Implement spilling when the register allocator runs out of registers

[mohammadfawaz]

We currently error out when the register allocator is unable to find a suitable register assignment given the available registers. Instead, we should implement spilling to memory.

We could actually do more things before spilling (see https://en.wikipedia.org/wiki/Register_allocation). For example, if a node in the interference graph is problematic (i.e. has a high degree), we can split it into two nodes and add a MOVE instruction between them (reverse register coalescing). This makes the colouring problem easier. We can do this as many times as we want, keeping in mind that this leads to bytecode size bloat.
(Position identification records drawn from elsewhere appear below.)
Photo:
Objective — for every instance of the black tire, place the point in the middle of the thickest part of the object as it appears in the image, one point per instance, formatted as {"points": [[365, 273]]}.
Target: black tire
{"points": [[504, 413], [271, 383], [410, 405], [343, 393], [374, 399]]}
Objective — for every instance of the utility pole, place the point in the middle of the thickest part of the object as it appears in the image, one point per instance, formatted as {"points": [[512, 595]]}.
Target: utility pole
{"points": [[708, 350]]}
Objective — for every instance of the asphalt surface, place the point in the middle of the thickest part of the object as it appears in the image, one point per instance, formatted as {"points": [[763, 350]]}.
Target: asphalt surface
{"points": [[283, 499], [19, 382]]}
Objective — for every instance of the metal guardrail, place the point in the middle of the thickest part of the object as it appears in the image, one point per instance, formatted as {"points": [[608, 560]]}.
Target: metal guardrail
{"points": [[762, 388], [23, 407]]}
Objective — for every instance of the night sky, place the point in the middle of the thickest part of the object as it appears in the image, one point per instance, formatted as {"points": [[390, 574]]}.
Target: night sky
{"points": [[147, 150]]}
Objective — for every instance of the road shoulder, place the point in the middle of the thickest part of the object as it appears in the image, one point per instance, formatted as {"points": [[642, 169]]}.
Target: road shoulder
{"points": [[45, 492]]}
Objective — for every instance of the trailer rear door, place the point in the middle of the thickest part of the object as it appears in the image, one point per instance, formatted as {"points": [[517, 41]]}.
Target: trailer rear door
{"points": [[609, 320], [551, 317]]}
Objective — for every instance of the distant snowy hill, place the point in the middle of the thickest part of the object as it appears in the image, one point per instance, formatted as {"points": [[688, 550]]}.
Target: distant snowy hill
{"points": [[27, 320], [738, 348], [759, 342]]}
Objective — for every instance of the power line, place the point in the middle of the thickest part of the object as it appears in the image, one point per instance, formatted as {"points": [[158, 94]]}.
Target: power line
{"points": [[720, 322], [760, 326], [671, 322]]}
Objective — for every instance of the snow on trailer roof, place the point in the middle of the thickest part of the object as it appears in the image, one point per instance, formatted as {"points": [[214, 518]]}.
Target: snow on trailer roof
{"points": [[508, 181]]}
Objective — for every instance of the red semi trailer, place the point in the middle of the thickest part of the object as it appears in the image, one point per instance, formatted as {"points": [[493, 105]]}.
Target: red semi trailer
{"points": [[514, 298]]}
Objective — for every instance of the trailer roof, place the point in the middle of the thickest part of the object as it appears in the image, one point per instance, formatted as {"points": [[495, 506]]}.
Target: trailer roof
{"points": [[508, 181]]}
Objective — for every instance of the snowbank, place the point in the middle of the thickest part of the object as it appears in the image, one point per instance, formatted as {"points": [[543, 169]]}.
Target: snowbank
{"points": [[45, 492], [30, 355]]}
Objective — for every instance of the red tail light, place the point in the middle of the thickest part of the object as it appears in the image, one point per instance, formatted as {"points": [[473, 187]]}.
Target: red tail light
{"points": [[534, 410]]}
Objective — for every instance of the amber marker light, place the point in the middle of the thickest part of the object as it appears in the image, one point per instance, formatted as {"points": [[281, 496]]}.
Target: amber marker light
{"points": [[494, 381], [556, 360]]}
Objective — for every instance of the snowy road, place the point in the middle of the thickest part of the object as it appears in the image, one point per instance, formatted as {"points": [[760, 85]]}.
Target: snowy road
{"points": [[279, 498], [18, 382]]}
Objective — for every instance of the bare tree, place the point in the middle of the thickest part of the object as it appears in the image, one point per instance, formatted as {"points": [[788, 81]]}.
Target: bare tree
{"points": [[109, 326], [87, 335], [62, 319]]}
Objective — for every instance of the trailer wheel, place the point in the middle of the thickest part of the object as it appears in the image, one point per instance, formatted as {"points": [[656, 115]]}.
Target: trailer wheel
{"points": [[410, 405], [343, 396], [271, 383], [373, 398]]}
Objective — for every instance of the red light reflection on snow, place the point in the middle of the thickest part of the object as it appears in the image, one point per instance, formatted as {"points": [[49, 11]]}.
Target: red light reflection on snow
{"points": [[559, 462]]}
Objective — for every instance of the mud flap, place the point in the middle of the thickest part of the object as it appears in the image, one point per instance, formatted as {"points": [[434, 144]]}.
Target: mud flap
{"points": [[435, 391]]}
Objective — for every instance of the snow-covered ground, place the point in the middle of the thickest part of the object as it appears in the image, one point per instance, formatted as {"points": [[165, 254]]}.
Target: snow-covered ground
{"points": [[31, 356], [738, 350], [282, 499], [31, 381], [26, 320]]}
So a heuristic would be needed to evaluate the tradeoffs between spilling and register splitting.

[otrho]

Here is the proof-of-concept I was working on up until last week. It's shouldn't be too hard to translate it to asm_generation although it might require some data structure changes. It needs to know block boundaries and the predecessors & successors for each block and to be able to index instructions with a usize easily. But once you can give it what it needs it works really well.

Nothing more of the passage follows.